Claudia kommt zu dem Schluss, dass sich das Opfer gelohnt hat.
Ja. Sie ist ein sehr politischer, junger Mensch, und sie unterstützt die Entscheidung ihrer Mutter, insofern diese Entscheidung in einem bestimmten Augenblick der Geschichte die richtige war – die Mutter hatte sich ja aus Solidarität mit den Armen entschieden. Deswegen mündet das Buch in die Begegnung mit Claudia. Ich hätte das Buch auf jeden Fall mit dieser Episode enden lassen, unabhängig von dem, was sie sagte. Ich wollte kein Happy End forcieren.
Sie hätten die Episode ans Ende gestellt, selbst wenn Claudia das Gegenteil gesagt hätte?
Natürlich.
Wie wurde Ihr Buch in Nicaragua aufgenommen?
Was meine alten Weggefährten von der Frente Sandinista angeht würde ich sagen: Das Schweigen ist absolut. Davon abgesehen, hat sich das Buch gut verkauft, 15.000 Mal, und das ist viel für ein kleines Land wie Nicaragua. Ich glaube, es wird viel gelesen.
Wenn Sie sich an Ihre Zeit in der sandinistischen Regierung zurückerinnern, vermissen Sie nicht manchmal die Möglichkeit der Gestaltung, der Einflussnahme, die Macht?

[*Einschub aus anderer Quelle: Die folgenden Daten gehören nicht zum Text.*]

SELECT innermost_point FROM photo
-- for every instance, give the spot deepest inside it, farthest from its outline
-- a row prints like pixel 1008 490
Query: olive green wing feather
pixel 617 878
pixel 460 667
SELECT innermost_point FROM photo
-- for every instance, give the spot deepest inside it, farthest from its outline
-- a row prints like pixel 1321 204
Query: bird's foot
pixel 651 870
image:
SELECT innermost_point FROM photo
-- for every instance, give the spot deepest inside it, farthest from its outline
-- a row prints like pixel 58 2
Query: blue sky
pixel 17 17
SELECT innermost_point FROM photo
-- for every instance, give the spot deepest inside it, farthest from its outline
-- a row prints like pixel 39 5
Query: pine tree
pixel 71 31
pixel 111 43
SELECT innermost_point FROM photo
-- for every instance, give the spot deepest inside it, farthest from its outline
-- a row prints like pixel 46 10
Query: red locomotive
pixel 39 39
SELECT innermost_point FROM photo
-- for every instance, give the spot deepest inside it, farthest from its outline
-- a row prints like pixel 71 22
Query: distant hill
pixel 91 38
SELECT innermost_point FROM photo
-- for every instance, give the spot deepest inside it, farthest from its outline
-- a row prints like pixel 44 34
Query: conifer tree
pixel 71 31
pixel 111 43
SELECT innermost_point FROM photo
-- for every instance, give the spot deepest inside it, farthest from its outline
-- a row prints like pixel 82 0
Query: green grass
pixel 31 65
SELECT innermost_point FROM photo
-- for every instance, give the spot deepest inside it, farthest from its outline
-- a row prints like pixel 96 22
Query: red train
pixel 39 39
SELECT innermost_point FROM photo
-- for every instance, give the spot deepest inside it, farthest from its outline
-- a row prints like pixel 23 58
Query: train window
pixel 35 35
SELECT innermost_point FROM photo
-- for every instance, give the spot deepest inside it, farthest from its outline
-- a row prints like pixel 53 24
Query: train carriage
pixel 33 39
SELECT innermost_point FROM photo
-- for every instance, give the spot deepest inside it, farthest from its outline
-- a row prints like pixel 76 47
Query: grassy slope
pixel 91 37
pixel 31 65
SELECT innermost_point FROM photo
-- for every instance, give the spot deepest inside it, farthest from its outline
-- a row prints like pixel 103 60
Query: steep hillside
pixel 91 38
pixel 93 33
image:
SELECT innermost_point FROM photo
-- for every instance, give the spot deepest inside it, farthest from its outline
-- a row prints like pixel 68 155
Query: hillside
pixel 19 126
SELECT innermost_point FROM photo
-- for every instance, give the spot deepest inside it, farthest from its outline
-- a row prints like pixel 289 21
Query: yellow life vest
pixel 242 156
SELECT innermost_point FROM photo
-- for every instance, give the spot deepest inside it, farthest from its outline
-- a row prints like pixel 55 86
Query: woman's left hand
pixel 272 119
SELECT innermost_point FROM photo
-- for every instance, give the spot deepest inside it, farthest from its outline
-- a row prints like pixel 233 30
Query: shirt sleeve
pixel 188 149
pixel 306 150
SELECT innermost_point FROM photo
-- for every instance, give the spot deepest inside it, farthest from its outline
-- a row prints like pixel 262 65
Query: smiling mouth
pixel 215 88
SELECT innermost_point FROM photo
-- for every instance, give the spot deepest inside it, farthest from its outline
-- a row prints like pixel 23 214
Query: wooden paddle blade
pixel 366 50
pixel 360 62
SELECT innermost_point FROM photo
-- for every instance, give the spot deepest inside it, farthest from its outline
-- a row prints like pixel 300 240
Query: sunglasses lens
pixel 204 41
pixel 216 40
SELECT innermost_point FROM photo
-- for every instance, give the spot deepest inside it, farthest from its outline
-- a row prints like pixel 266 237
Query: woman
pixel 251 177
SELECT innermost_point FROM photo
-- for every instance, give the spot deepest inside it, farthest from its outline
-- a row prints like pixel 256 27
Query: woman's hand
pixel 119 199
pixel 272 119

Ich vermisse diesen Abschnitt meines Lebens, aber ich vermisse auch die Jahre, in denen ich Oppositionschef in der Nationalversammlung war. Das war, nachdem Violeta Chamorro zur Präsidentin gewählt geworden war. Die Rolle, die mir damals zufiel, war mindestens genauso wichtig wie die des Vizepräsidenten. Denn es war ein sehr heikler Augenblick für das Land. Ich arbeitete sehr eng mit dem Regierungschef Antonio Lacayo und mit Humberto Ortega, dem Chef der Streitkräfte, zusammen. Und ich glaube, wir drei haben eine gewisse Stabilisierung der Situation erreicht.
Hat es Ihr Schreiben beeinflusst, dass Sie politische Macht ausgeübt haben?
Früher zog ich es vor, mich von politischen Themen beim Schreiben fern zu halten. Ich wollte das, was ich schrieb, nicht mit der Gegenwart belasten, mit der politischen Aktion. Es erschien mir immer schon gefährlich, innerhalb der Literatur Stellung zu beziehen. Denn das schwächt die Unbeugsamkeit, die Literatur haben muss. Doch im Grunde genommen sollte man auch unter literarischen Gesichtspunkten die politische Erfahrung nicht verachten, vor allem nicht die Erfahrung der Macht. Schließlich bildet die Macht, neben der Liebe, dem Tod und dem Wahnsinn, eines der ewigen Themen der Literatur. Und ich kann von mir behaupten, dass ich die Macht von innen kenne.
Ist die politische Macht verwandt mit der Macht, die ein Schriftsteller über seine Figuren hat?
Nein, das hat nichts miteinander zu tun. Ich glaube, dass es sehr schwierig ist, von Macht zu reden, die ein Autor über seine Figuren ausübt. Der Prozess des Schreibens gleicht einem lebenden Organismus. Die Figuren haben ihre eigene Kraft.
Sind es die Figuren, die die Macht ausüben?
Ja, sie emanzipieren sich von mir, führen ihr eigenes Leben, egal, ob ich das will oder nicht.